Gefordert ist vom Betrachter der Fragmente, diese wieder in einen
logischen Zusammenhang zu bringen, eine logische Form der einzelnen
bildlichen Aussagen zu erreichen. Denn der Mensch nähert sich dem
Unverstandenen – wozu auch die eigene Biografie im Falle des Romans von
John Banville zählen kann – durch logische Schlußfolgerung. Er versucht,
das große Puzzle der eigenen Erfahrungen zusammenzusetzen. Und jeder,
der schon einmal ein Puzzle gelöst hat, weiß, daß gegen Ende, wenn schon
große Flächen fertiggestellt wurden, die Arbeit immer schneller
vonstatten geht, die bildliche Einordnung in das große Ganze nicht mehr
so mühevoll ist. Aber eine endgültige Ordnung ist nicht möglich. Der
Zustand des Ausgangsbildes ist nicht mehr zu erreichen, und dafür gibt
es vielerlei Gründe. Der erste liegt darin, daß die Zusammensetzung
zuerst Prozess ist, und nur in zweiter Linie ein Produkt. Und diese
Prozesse fallen immer unterschiedlich aus, genauso wie jeder Rezipient
das Buch John Banvilles in unterschiedlichem Tempo, an unterschiedlichen
Stellen, in unterschiedlichen zeiträumlichen und soziobiografischen
Kontexten liest. Der zweite Grund für die Unerreichbarkeit des
Ausgangsbildes liegt darin, daß es beim Zuschneiden der Einzelstücke
natürlich auch Reste gab, die in einer Zusammensetzung fehlen würden.

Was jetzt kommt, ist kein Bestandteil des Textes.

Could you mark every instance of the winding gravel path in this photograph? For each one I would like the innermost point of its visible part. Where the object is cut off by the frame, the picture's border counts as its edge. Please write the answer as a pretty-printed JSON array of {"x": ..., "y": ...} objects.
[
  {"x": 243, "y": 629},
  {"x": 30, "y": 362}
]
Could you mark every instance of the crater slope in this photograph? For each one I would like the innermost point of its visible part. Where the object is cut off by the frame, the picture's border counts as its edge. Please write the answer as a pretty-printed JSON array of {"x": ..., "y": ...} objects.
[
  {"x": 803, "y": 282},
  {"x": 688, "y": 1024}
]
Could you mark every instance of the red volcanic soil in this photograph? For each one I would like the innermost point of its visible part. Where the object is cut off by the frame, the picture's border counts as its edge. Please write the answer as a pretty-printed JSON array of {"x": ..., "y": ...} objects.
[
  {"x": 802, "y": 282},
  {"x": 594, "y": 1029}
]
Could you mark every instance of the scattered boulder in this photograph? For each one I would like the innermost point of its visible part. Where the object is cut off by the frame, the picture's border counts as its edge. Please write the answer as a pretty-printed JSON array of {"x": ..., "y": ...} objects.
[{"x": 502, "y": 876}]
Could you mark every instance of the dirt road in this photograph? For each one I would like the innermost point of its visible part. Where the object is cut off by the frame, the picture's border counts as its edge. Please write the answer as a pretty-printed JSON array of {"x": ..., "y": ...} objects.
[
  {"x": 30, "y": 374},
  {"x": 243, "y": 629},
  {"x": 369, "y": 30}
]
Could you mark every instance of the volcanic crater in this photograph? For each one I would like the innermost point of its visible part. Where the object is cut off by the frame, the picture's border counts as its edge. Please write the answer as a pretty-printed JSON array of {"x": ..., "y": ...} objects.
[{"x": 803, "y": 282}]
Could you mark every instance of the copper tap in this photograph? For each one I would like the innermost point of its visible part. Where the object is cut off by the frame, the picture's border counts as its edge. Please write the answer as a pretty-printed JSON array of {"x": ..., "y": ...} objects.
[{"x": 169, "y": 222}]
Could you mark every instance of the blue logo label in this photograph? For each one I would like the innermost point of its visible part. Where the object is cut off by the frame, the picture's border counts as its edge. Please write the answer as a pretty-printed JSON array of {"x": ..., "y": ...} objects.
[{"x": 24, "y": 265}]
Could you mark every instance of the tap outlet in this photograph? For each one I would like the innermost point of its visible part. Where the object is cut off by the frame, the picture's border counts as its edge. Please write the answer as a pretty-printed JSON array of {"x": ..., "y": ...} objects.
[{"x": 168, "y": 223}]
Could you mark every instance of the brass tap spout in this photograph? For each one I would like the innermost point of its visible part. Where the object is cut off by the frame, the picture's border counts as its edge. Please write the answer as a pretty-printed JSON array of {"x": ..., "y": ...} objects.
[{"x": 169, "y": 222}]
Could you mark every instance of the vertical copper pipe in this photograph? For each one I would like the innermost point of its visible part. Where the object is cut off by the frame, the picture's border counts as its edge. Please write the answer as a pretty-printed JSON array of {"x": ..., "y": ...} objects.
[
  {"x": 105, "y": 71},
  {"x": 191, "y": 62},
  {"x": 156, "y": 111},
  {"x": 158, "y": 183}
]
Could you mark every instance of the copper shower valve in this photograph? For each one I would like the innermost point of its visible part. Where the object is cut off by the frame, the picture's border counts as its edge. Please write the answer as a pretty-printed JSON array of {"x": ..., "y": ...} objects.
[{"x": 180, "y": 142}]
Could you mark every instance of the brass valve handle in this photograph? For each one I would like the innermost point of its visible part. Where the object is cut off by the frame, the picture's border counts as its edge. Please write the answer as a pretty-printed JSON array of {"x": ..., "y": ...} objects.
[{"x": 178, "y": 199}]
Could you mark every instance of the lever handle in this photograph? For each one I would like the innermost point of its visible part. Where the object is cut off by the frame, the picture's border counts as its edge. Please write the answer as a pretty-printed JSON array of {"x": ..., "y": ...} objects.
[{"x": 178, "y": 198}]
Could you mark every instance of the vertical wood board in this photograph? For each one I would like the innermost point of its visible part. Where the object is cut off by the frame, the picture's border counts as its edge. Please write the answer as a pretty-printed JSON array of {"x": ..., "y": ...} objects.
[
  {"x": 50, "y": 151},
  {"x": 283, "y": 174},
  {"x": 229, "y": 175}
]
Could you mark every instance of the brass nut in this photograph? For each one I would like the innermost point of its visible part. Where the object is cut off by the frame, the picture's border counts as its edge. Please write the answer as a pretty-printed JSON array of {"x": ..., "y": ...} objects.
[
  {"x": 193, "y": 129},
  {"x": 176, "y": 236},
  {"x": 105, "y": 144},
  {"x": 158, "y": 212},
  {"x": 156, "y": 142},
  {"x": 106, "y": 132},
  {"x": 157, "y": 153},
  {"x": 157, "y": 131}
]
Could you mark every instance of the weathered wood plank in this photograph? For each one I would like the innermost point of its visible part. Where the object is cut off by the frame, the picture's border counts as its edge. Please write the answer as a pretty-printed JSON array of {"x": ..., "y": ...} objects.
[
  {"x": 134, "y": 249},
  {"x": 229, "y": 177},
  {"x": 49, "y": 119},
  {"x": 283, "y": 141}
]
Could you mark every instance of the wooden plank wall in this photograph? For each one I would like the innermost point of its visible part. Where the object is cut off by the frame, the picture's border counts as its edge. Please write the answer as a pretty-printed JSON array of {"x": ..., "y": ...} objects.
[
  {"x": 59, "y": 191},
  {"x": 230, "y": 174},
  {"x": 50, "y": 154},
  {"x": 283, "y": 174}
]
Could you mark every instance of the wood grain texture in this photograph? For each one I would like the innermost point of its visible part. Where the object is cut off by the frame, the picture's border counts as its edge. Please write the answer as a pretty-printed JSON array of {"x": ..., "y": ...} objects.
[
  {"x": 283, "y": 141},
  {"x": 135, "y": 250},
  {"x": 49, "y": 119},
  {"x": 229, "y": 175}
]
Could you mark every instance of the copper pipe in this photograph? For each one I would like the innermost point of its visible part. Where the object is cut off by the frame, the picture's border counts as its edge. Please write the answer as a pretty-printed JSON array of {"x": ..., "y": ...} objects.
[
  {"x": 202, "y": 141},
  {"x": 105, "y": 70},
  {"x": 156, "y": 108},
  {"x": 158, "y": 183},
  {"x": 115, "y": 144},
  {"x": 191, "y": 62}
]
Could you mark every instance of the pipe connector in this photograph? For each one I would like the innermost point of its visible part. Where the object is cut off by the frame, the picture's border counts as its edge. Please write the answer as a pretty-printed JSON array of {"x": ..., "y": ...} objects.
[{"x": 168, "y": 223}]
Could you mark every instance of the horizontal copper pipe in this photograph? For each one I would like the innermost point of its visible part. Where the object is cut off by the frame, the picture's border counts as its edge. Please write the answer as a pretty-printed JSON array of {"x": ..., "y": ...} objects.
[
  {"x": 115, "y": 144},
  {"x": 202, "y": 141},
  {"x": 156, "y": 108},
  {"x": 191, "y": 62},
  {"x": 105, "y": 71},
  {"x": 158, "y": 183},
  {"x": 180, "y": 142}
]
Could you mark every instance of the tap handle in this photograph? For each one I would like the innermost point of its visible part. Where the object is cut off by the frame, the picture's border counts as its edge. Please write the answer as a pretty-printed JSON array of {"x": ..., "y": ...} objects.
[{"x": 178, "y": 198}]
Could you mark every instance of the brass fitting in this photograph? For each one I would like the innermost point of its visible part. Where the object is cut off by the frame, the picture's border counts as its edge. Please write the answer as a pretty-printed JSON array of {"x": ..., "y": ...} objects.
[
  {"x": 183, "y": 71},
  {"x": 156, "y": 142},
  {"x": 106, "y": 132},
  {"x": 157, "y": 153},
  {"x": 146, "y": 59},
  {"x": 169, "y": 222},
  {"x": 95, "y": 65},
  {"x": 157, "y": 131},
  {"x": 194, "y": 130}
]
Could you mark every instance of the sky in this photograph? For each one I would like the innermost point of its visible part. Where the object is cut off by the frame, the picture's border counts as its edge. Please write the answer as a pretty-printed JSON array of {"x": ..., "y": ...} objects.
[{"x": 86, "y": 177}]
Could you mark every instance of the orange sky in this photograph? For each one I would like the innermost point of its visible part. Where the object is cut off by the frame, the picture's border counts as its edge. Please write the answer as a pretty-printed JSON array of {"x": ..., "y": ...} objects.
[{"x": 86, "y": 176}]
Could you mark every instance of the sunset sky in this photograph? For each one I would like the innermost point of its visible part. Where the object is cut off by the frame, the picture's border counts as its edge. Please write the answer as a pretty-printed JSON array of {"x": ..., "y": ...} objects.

Der ditte Grund läge wohl darin, daß ein zusammengesetztes Bild
hinsichtlich seines Produktcharakters etwas anderes wäre als ein ganzes
Bild, das nie zerlegt worden wäre. Der vierte Grund für die
Inkommensurabilität des Ausgangsbildes mit dem zusammengesetzten Bild
schließlich liegt in der Verwendung von Schuhkartondeckeln als Träger
der einzelnen Fragmente. Diese irritiert und bringt konsumatorische
Oberflächlichkeit in das schwere Werk. Die zweidimensionale Skizze und
die flächenmäßige Zerteilung wird auf objekthafte, dreidimensionale,
handelbare Marken bezogen. Weiter will ich auf diesen Umstand gar nicht
eingehen, weil hier die individuelle Erkenntnisleistung des Subjektes
verlangt wird. Nur dieses möchte ich zu bedenken geben: Was, wenn sich
das menschliche Dasein – im Bewußtsein seiner selbst fragmentiert,
vielleicht sogar vernichtet – auf Marken beruhen muß, um Fragmenten von
sich Substanz geben zu können?
Kurt Emser zerschnitt
das ursprüngliche Bild, das noch nicht "Die See" hieß, nachdem er 2006
den Roman von John Banville gelesen hatte. Er war und ist der
Auffassung, der Roman "Die See" treffe seine künstlerischen Intentionen
hinsichtlich dieses Bildes und seines existentiellen Anspruches. Von der
Sprache und der Erzählstruktur des Romans beeinflußt, wurde ihm klar,
daß das ganze, große Bild – ähnlich wie die episodisch aus dem modrigen
Weiher des Vergessens gehobenen Erinnerungen Max Mordens –
fragmentarisch aufzufassen sei. Und er besaß des Mut, diesen Schritt zu
gehen, wodurch er dem Betrachter ein Universum an Zusammensetzungs- und
damit an Deutungs- und individuellen Relevanzmöglichkeiten erarbeitete.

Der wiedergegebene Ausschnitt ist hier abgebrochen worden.